Heritage Auctions confirmed Thursday that a Batman #1 from 1940 (the debut issue in the hero's very first ongoing series) set a new world record this week with a massive $2.2 million sale during the first session of the Comics & Comic Art event. That makes it 1) the most expensive Caped Crusader comic ever purchased and 2) the most expensive comic book Heritage Auction has ever sold.

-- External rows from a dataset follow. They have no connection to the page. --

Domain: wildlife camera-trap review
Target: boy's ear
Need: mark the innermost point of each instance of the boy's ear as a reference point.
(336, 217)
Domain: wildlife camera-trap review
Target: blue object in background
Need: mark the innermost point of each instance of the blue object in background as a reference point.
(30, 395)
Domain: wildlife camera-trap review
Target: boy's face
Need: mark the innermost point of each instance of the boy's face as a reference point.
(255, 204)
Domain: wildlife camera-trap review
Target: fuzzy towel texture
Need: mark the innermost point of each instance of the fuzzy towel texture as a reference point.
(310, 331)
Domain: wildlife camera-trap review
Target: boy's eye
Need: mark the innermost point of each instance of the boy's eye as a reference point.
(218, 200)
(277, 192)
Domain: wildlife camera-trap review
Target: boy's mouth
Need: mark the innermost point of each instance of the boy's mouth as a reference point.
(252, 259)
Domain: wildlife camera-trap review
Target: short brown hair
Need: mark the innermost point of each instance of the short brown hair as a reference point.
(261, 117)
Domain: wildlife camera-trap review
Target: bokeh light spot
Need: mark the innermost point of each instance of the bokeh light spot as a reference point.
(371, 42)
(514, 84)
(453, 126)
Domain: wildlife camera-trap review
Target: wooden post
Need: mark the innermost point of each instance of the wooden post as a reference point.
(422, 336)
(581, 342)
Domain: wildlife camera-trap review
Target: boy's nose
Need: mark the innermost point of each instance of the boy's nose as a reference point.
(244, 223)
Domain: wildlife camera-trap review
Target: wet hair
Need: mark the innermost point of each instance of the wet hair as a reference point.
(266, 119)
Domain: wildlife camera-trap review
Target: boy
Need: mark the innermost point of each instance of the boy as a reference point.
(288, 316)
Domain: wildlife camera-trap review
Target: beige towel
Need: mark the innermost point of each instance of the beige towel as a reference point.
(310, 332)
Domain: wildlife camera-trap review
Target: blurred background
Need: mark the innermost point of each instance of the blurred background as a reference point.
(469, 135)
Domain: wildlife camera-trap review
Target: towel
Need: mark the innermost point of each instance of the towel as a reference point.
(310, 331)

The previous record-holder was also a Batman #1, which netted $567,625 at the Dallas-based auction house in 2013. Pitting Batman and Robin against Doctor Hugo Strange, the comic also featured the first appearances of Catwoman and the Joker, as well as a 2-page reiteration of the hero's origin story.
"We knew when the book came in that it was beyond special, that it was a once-in-a-lifetime offering — from appearance, its blindingly bright cover to its white pages, to provenance," Heritage Auctions Senior Vice President Ed Jaster said in a statement. "As I like to say, this is just a breathtaking book in so many ways. So we are not at all surprised that this has become a record-setting issue. But we are extraordinarily proud and honored to have brought it to market, to have done justice to its owner and to have found it a new home."
William Giles provided the lucrative item (rated with a 9.4 from the Certified Guaranty Company), which he inherited after his father's death in 2019. His dad, Billy T. Giles, bought the comic for $3,000 from Willie Patterson, owner of the Camelot Bookstore located in downtown Houston.
"It was time for somebody else to have it," William said in a statement of his own. "Dad would have been glad his story is being told — ecstatic, really. What he did to get that book and how he took care of it. He always knew it was the finest and would have been so happy it has been recognized as the very best. So I am thrilled that I can use it to honor my father. Sure, I am a little sad seeing the book go. But I wish the new owner the best and hope he or she enjoys it as much as I have."
Aside from the big first issue news, the opening of the Comics & Comic Art sale (running until this Sunday, Jan. 17) set a second Dark Knight milestone with $132,000 being paid for a Detective Comics #359 from 1969 (it famously marked the debut of Batgirl). According to Heritage, that total is "the most ever paid for a Batman title published from the mid-1950s until 1970, during DC Comics' Silver Age."